= American Continental Championship =

Continental chess tournament

The American Continental Championship, formerly known as the Pan American Chess Championship, is an individual chess tournament organized since 1945. It is often a qualifier for the FIDE World Cup.

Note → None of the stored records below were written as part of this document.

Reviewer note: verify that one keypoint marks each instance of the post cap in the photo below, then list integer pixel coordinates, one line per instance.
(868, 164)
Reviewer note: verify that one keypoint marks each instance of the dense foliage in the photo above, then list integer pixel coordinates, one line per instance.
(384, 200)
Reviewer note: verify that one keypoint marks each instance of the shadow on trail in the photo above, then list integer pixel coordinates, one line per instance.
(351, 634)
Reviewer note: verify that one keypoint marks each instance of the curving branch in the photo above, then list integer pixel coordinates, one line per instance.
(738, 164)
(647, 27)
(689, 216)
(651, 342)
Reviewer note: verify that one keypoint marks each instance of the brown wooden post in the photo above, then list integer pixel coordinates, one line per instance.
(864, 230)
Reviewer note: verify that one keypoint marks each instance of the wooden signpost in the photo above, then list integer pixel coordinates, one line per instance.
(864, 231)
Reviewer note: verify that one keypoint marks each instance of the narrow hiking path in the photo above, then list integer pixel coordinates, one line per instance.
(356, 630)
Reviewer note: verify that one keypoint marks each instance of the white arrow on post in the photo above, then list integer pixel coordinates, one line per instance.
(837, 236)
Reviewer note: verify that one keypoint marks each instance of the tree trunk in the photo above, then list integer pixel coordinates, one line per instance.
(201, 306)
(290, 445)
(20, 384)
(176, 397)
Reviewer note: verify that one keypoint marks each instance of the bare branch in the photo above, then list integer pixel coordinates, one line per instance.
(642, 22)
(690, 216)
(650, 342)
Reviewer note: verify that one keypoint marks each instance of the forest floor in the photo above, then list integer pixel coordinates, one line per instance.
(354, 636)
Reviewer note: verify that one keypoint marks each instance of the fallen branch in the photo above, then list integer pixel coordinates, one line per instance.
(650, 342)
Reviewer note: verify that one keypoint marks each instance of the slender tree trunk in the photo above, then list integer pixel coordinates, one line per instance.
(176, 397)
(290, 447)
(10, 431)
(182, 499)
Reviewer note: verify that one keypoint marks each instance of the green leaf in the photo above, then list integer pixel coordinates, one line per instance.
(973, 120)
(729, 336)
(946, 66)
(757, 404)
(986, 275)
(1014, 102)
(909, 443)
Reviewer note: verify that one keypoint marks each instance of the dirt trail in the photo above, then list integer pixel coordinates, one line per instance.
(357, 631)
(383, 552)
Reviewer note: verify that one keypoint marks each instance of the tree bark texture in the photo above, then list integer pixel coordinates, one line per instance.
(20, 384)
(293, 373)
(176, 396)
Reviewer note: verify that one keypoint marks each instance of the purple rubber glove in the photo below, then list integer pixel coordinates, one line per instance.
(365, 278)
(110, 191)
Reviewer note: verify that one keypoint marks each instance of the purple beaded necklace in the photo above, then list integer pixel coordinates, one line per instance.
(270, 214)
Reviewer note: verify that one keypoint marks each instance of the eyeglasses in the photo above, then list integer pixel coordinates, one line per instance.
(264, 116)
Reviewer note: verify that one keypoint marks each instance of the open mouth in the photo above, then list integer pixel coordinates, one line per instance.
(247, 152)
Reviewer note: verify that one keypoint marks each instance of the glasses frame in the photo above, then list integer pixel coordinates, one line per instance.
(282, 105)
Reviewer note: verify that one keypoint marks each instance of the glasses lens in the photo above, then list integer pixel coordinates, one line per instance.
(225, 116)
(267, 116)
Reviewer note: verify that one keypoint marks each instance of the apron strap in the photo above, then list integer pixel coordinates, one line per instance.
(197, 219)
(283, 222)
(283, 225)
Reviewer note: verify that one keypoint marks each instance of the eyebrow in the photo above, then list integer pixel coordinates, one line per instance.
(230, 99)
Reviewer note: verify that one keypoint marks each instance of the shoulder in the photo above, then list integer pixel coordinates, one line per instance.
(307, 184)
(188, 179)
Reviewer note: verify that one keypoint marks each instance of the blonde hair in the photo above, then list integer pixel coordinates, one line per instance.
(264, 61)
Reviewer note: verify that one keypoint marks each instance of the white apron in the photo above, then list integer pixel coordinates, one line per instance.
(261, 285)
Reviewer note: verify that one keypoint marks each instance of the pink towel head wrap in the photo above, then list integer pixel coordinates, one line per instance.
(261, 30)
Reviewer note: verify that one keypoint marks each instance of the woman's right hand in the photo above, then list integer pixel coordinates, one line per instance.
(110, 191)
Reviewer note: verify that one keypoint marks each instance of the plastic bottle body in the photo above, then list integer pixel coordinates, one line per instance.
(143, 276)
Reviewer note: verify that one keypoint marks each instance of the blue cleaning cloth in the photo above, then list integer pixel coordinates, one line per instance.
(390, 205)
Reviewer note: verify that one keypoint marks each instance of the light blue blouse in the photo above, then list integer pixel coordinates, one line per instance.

== First Pan American championships (1945 and 1954) ==
The first Pan American Chess Championship was held in Hollywood, 28 July – 12 August 1945. The line-up was as follows:
- 1. Samuel Reshevsky United States 10.5,
- 2. Reuben Fine United States 9,
- 3. Hermann Pilnik Argentina 8.5,
- 4. Israel Horowitz United States 8,
- 5. Isaac Kashdan United States 7,
- 6. Héctor Rossetto Argentina 6.5,
- 7–8. Weaver Adams United States, Herman Steiner United States 5.5,
- 9–10. Walter Cruz Brazil, José Joaquin Araiza Mexico 5,
- 11. Jose Broderman Cuba 3.5,
- 12. Herbert Seidman United States 3,
- 13. Joaquin Camarena Mexico 1.

The second championship was held in 1954 in Los Angeles and was an open tournament.

==Winners==
=== Pan American Championship ===

| # | Year | City | Winner |
|---|---|---|---|
| 1* | 1945 | Hollywood | Samuel Reshevsky (USA) |
| 2* | 1954 | Los Angeles | Arthur Bisguier (USA) |
| 3* | 1958 | Bogotá | Oscar Panno (ARG) |
| 4* | 1963 | Havana | Eleazar Jiménez (CUB) |
| 5* | 1966 | Havana | Eleazar Jiménez (CUB) |
| 6* | 1968 | Cárdenas | Silvino García Martínez (CUB) |
| 7* | 1970 | Havana | Eleazar Jiménez (CUB) |
| 1 | 1974 | Winnipeg | Walter Browne (USA) |
| 2 | 1977 | Santa Cruz | Herman Claudius Van Riemsdijk (BRA) |
| 3 | 1981 | San Pedro | Zenon Franco (PAR) |
| 4 | 1987 | La Paz | Pablo Ricardi (ARG) |
| 5 | 1988 | Havana | Juan Borges (CUB) |
| 6 | ? | ? |  |
| 7 | ? | ? |  |
| 8 | 1998 | San Felipe | Alexander Ivanov (USA) |

=== American Continental Chess Championship ===
The American Continental Chess Championship qualified in 2001 and 2003 the top seven players for the FIDE World Championships. From 2005, this tournament has been played as a qualifier for the World Cup stage of the World Championship. The number of players who qualified changed in the various editions. In 2005, the top seven players qualified for the Chess World Cup 2005. In 2014 and 2015 the top four earned a spot in the Chess World Cup 2015.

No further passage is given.